ANADİL ÜZERİNDEN YAPILAN SALDIRILAR
Binlerce Kürt kadın aktivist ve politikacı göz altına alınmış, her türlü saldırı ve irade kırma politikası ile tutuklanmış, cezaevlerinde esir muamelesine maruz bırakılmıştır. Cezaevleri adeta dolup taşmaktadır. Buna karşı cezaevinde başta kadınlar olmak üzere siyasi tutsaklar direnişlerini ısrarla sürdürmektedirler. 8 Mart etkinliklerinde kadınlar Türk kolluk güçlerinin şiddetine maruz kalmış ve 8 Mart etkinliklerine katılmaları gerekçe gösterilerek yine kadınlar gözaltına alınmış durumdadır. Özel savaş merkezi tarafından süreklileştirilen bu tutuklamalar ile kadın mücadelesi ve kazanımları zayıflatılmak, etkisiz kılınmak istenmektedir. Aynı paralelde politika yapmak isteyen ve kadın özgürlük mücadelesinde taviz vermeyen devrimci, yurtsever kadınlar, eşit temsil rolleri ve “Kürtçe bilmeme” gerekçesi üzerinden sistematik bir şekilde politik linç ve saldırıya maruz kalmaktadırlar. Hatta fiziki ve psikolojik saldırılar yapılmaktadır. Eşit temsil, eş başkanlık ve anadilin yeniden öğrenilmesi, kullanılması gibi kazanımlar, binlerce kadının canı ve kanı pahasına ortaya çıkmış kazanımlardır. Kaynağında büyük bir emek, bedel ve direniş vardır. Öyle günlük siyasete, kişisel hırsa, menfaate ve erkek egemen anlayışına feda edilecek değerler değildir. Her ne adına olursa olsun bu kazanımlara dil uzatmak, tartışmak, menfaat ve kişisel hırs konusu yapmaktan vazgeçilmelidir. Söz konusu kazanımlar öyle hafife alınacak, kolayca tartışma konusu yapılacak ve üzerinde tasarruf geliştirilecek değerler değildir. Bu tartışmanın içinde, tarafı olanları bu anlayış ve tutumlarından bir an önce vazgeçmeye davet ediyoruz, sorumluluk ve görev üstlendikleri esas çalışmalarına dönmeleri gerektiğini belirtiyoruz. Eşit temsil noktasında göreve talip olan her Kürt yurtseveri ve devrimcinin de düşmanın bu politikaları karşısında uyanık olması, bu politikalara gelmemesi ve tutum alması gerekir. Kendilerinden beklenen tutum bu temeldedir. Kürt halkının kazanımlarını büyütmek, koruma, direniş ve mücadele tutumu dışında bir gündemi yoktur.

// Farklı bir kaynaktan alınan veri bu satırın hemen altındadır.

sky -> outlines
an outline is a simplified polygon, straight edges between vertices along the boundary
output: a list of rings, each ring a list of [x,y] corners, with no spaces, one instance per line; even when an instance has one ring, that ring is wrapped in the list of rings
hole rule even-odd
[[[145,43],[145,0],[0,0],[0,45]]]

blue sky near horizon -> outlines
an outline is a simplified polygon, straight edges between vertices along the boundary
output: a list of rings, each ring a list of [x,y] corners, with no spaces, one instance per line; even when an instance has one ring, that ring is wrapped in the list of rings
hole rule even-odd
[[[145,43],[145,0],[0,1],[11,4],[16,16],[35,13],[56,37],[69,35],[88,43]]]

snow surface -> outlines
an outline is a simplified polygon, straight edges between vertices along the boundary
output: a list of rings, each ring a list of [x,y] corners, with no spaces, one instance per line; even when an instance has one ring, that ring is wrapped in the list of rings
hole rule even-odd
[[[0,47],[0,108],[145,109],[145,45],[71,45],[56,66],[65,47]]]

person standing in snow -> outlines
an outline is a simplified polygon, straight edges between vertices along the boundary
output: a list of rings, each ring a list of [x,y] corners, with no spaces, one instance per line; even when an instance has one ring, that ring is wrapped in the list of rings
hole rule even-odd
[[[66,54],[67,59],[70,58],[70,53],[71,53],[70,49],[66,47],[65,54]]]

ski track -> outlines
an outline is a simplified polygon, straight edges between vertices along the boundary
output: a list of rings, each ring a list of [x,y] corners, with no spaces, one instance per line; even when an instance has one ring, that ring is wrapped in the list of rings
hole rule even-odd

ANADİLİN TAŞIYICISI VE AKTARANI KÜRT KADINIDIR
Kürtlerde anadilin ve kültürün bugüne taşıyıcısı ve aktaranı olan Kürt kadınının anadil üzerinden hedeflenmesi alçakça ve iki yüzlücedir. Kurdistan Kadın Özgürlük Mücadelesi esasta yurtseverlik, toprağa ve anadile bağlılık üzerinden gelişmiştir. Bu konuda Kürt kadınları büyük kazanımlar ortaya çıkarmıştır, bu kazanımlarını her gün biraz daha büyütme ve geliştirme çabası içerisindedir. Tüm mücadele ve direniş cephelerinde böylesi bir sorumluluk içindedir. Kürt dilini ve kültürünü inkâr eden, saldıran, yok sayan ve asimile eden düşman safında yer alarak, yanında durarak; Kürt kadın politikacıların hedef alınması açıkça düşman politikasıdır ve kabul edilebilir bir durum değildir. Bu saldırıların esas amacının Kürt halkının ve kadınların politik kazanımlarını zayıflatma, geriletme ve hatta el uzatma gayreti olduğu görülmek durumundadır.
Kadınlara dönük geliştirilen, her gün biraz daha sistematik hale getirilen özel savaş saldırıları karşısında halkımızın, Kürt ve Türkiyeli tüm kadınların tutum alma noktasında yetersiz kaldığını gördüğümüzü ve eleştirdiğimizi belirtmek istiyoruz. Kadının her kazanımına dil ve el uzatanlara karşı güçlü tutum ve tavır konulmak durumundadır. Benzer tutumları gözaltı ve tutuklamalar karşısında geliştirmek önemlidir. Bütünlüklü ve topyekûn olarak yürütülen bu saldırıları durduramazsak, her güne sığdırılan kadın katliamlarının daha da çoğalacağı görülmelidir.
TAVIR GELİŞTİRİLMELİ
Diğer bir çağrımızda kadın özgürlüğüne inanan, bu nokta da duran, kendini kadın özgürlük mücadelesinin yanında gören erkekleredir. Bu kırım ve saldırı politikası karşısında ses çıkarmalı ve tutum almalısınız.
Saldırılar siyaseti demokratik kılacak olan güce ve kimliğe karşıdır. Demokratik Siyasetin korunup geliştirilmesinin özü kadındır.
Bu saldırıların bertaraf edilmesinde örgütlü kadın mücadelesi belirleyici olsa da tüm demokratik çevrelerinde örgütlü kadın duruşu etrafında tavır ve tutum geliştirmeleri önem arzeder. Kadınlar dün olduğu gibi bugün de kültürün, anadilin, demokratik özgür yaşamın koruyucusu ve yaşatanı olacaktır.”